Blog: Tips for Data Preparation

Posted on June 17, 2015 by  in Blog

EvaluATE Blog Editor, The Evaluation Center at Western Michigan University

Over the course of analyzing data for a number of projects, I have encountered several situations that can make it hard to work with spreadsheet-based data, especially when working with multiple programs. Today, I would like to share some frustration-saving tips for preparing spreadsheet data for use with programs like Excel, Access, and SPSS.

1) In Excel, use an apostrophe at the beginning of numbers that start with a zero: Excel will usually remove zeros at the beginning of a field, so ZIP Codes or other numbers with leading zeros must be entered with a single apostrophe in front. Do not worry about this with numbers that are not categorical.

2) Minimize the number of columns in your data download: Survey systems like Qualtrics or Survey Monkey usually provide an option to export single-question responses as multiple columns, (i.e., Gender_male, Gender_female, and Gender_other). Using this option can make it difficult to clean and analyze your data later. If the question was a “select all that apply” type question, using multiple columns is appropriate. If the respondent can only select one option, then keep the answers as one column, with distinct codes for each type of response.

3) Use simple column headings when setting up spreadsheets: Both SPSS and Access like to read the first row of spreadsheets as variable names. The second row will always be interpreted as data. To save yourself frustration, instead of putting the question title “GPA” in the first line, and a series of years in the second line, simply have one line of variable names that includes “GPA2014” and “GPA2015.”

4) Avoid special characters: Many computer programs hate special characters (like quotation marks or @ symbols) in variable names or text fields. For example, Access will read quotation marks as delimiters in text fields during some operations, which will trigger errors that can cause the database to fault.

5) Use built-in number formats instead of hand-entering symbols: Avoid hand-entering percent symbols and dollar signs in Excel fields. Instead, enter .xx for percentages and xx.xx for dollars, and then set the number format for the whole column to percentage or currency (drop down menu on the ribbon). Excel will keep the numbers as entered, but will display them properly. Also make sure all cells in a column are set to the same number format.

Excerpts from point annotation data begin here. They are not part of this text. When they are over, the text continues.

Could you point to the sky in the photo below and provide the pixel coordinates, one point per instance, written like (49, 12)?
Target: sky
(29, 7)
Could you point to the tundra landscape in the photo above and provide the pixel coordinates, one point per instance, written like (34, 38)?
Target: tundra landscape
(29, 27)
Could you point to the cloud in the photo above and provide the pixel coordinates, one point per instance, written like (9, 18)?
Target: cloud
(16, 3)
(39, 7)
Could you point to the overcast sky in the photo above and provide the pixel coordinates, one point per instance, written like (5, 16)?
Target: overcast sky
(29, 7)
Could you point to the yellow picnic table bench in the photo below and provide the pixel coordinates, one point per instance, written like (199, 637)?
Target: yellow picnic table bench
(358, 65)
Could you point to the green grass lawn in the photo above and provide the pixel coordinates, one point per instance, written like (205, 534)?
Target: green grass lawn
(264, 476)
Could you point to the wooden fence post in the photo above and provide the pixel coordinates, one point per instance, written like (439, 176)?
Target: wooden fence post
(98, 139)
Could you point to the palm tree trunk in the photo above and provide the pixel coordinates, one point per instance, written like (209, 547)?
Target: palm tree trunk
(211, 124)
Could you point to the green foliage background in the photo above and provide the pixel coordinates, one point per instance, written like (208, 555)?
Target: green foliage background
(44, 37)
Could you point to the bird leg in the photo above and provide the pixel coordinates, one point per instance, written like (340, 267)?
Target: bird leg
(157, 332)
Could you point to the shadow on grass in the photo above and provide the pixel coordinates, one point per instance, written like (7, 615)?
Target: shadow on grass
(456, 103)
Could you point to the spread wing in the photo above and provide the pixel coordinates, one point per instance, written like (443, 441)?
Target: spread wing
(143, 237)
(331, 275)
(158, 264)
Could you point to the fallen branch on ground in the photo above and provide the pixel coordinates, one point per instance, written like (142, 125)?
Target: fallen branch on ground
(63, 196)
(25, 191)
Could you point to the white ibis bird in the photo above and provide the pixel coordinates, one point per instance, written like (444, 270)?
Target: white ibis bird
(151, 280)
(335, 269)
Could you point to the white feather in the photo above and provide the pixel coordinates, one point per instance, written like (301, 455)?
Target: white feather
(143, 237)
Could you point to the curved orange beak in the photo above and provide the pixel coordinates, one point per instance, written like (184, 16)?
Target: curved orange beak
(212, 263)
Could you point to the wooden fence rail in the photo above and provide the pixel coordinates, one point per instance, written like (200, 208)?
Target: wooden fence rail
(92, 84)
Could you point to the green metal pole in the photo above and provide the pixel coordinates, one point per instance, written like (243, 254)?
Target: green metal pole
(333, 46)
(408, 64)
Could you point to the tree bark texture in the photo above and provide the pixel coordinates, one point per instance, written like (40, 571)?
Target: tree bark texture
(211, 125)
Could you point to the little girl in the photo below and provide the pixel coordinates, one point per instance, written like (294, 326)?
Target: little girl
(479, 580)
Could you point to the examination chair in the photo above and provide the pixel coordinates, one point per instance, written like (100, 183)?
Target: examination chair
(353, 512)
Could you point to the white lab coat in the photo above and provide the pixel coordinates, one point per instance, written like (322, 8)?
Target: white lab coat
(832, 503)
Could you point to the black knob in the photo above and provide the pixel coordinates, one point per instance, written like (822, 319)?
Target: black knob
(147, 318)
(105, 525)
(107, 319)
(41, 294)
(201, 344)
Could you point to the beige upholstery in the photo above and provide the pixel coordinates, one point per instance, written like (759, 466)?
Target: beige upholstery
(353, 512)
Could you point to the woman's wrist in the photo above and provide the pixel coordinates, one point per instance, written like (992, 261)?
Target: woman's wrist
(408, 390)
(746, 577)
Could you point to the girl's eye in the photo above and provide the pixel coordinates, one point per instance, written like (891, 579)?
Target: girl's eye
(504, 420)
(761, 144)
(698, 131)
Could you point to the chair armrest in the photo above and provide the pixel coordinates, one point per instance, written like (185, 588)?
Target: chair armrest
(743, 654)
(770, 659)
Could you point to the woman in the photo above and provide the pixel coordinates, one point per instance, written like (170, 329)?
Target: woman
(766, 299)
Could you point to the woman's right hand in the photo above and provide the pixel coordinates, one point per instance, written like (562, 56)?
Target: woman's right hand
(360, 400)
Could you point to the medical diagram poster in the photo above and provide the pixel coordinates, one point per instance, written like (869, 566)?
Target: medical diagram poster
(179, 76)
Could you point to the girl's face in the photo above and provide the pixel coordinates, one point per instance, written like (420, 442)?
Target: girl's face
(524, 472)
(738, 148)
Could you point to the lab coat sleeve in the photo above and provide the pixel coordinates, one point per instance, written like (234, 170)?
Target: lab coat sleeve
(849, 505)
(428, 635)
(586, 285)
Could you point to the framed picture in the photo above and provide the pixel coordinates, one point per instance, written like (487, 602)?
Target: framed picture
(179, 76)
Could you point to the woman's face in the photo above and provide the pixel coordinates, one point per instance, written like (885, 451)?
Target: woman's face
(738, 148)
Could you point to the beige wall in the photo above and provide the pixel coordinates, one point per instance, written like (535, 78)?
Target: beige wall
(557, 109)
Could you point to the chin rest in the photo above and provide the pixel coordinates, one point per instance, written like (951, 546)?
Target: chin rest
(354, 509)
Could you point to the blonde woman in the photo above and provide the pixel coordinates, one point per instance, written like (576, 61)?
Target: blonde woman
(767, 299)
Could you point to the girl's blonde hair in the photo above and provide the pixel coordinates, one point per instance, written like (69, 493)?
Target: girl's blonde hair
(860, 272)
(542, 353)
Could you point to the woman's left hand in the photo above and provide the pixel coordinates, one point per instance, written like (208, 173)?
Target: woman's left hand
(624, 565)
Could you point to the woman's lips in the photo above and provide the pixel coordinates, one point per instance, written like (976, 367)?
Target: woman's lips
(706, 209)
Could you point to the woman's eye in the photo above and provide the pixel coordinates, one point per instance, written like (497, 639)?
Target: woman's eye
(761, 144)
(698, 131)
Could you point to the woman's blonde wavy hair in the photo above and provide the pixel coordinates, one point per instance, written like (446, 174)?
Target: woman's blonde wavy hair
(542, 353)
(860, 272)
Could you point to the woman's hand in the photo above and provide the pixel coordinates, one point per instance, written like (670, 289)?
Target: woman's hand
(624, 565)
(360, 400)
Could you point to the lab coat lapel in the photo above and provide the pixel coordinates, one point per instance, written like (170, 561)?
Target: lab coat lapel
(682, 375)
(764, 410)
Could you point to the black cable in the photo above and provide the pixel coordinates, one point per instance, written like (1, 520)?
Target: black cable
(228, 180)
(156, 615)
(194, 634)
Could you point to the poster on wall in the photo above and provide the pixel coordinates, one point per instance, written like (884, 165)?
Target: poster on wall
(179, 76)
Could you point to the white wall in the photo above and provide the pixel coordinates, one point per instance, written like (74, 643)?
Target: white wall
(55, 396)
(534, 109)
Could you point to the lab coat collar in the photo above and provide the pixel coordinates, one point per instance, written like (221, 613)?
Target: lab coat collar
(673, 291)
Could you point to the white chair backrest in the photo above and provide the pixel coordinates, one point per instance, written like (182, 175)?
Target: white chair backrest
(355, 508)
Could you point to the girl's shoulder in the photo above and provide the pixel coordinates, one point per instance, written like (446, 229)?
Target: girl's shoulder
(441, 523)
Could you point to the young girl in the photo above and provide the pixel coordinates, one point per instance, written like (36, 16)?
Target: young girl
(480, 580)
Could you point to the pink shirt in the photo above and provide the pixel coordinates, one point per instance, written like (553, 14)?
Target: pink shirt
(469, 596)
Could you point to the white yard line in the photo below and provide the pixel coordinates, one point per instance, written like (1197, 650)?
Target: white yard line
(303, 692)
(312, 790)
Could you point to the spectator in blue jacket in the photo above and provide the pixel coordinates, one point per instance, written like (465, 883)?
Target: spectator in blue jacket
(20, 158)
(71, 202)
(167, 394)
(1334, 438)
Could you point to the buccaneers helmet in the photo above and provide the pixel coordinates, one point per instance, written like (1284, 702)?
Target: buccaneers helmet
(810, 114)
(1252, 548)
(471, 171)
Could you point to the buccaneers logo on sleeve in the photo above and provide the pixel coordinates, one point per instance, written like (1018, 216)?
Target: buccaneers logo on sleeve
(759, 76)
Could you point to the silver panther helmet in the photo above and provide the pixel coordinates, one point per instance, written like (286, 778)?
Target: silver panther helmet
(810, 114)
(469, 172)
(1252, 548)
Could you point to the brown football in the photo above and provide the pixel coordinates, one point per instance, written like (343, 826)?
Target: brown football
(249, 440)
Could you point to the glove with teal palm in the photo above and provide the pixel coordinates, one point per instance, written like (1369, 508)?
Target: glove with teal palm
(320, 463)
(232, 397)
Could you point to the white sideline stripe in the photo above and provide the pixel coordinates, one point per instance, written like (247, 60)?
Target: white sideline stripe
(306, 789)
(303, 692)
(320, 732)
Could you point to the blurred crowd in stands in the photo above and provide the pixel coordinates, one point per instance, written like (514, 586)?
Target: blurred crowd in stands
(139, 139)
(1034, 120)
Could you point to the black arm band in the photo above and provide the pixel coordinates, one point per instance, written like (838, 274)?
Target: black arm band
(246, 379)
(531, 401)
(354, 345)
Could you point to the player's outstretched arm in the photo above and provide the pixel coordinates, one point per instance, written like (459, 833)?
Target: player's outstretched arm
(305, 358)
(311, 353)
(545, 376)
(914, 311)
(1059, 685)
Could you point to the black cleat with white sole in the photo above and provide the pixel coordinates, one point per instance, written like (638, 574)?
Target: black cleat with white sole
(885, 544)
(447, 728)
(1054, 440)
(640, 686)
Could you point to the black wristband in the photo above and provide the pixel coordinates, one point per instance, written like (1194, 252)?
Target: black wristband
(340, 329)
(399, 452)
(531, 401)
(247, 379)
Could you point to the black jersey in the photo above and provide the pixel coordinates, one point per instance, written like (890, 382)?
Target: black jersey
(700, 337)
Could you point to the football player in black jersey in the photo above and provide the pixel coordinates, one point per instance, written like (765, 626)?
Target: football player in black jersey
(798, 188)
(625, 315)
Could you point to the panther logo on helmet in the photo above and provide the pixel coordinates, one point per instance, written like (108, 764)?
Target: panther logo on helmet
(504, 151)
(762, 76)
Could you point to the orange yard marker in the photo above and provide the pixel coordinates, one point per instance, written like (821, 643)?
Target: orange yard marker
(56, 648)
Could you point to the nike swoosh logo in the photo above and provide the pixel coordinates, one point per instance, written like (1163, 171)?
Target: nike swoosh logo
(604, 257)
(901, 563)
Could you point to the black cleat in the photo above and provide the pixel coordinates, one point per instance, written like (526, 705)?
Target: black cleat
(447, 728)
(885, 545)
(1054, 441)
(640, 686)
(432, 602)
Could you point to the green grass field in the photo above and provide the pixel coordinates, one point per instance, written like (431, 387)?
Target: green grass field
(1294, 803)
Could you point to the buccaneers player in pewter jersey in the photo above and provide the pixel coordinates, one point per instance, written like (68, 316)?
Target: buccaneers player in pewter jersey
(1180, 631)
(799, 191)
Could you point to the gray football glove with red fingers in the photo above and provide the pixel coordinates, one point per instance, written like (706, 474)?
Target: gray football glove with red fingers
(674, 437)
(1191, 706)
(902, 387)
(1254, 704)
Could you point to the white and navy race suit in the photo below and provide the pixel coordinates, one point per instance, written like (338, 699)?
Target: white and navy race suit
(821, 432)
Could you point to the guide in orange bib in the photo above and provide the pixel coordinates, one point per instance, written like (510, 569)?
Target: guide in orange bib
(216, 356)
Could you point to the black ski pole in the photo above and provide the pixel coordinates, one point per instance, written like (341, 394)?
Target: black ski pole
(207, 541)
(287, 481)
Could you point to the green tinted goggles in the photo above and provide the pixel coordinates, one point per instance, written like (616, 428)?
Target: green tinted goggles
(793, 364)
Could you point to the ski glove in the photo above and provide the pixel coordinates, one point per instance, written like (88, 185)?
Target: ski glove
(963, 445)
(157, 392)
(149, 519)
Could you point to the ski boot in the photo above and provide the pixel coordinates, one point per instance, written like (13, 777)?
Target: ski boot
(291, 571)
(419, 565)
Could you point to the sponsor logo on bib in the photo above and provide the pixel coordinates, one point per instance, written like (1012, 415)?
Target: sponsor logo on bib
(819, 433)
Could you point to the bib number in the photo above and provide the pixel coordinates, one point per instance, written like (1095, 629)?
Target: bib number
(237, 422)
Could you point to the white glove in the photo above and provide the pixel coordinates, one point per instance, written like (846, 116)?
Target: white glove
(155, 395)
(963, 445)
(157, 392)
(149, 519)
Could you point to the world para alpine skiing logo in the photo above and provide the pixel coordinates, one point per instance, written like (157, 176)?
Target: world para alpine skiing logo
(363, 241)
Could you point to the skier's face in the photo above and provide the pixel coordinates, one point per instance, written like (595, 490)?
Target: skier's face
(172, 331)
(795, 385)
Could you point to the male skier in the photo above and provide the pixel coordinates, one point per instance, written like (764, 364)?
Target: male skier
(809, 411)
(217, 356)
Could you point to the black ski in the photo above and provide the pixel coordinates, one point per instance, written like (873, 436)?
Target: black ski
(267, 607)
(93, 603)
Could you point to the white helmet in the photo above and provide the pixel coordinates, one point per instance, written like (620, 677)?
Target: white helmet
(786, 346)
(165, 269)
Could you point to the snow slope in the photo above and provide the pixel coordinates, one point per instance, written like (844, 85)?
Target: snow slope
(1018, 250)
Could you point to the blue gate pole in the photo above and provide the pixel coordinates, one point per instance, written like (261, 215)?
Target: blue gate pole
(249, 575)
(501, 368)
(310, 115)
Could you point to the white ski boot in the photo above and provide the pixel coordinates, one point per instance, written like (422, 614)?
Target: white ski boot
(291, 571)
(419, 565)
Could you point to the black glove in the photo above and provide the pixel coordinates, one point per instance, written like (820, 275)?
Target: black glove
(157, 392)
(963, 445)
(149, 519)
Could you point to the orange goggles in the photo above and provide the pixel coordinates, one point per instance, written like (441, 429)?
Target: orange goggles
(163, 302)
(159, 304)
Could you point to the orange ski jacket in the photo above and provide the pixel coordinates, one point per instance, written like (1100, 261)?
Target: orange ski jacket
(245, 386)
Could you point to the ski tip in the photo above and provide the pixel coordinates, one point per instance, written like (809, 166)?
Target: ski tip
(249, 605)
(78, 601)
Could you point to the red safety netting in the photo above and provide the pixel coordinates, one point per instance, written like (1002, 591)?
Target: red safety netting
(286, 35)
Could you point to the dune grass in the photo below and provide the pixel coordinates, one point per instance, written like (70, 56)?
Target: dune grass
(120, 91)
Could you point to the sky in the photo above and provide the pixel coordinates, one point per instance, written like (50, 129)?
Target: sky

6) Assign a code to identify missing data: Empty cells are interpreted differently by different programs, depending on the data type. Without going into too much detail as to the reason why, using a number that could never appear in your data (like 99999) is better than using zeros to represent missing data. Use formulas to exclude those codes from any calculations you do in Excel (using the codes above, the Excel formula =averageif(a:a,” <777” would exclude cells in column A that are coded as missing). This is also more upload-friendly to Access or SPSS. Use the word “None” to represent missing qualitative data in text columns. Doing this will speed up error checking and upload/transfer to other programs.

Following these tips can save you time and effort in the long run.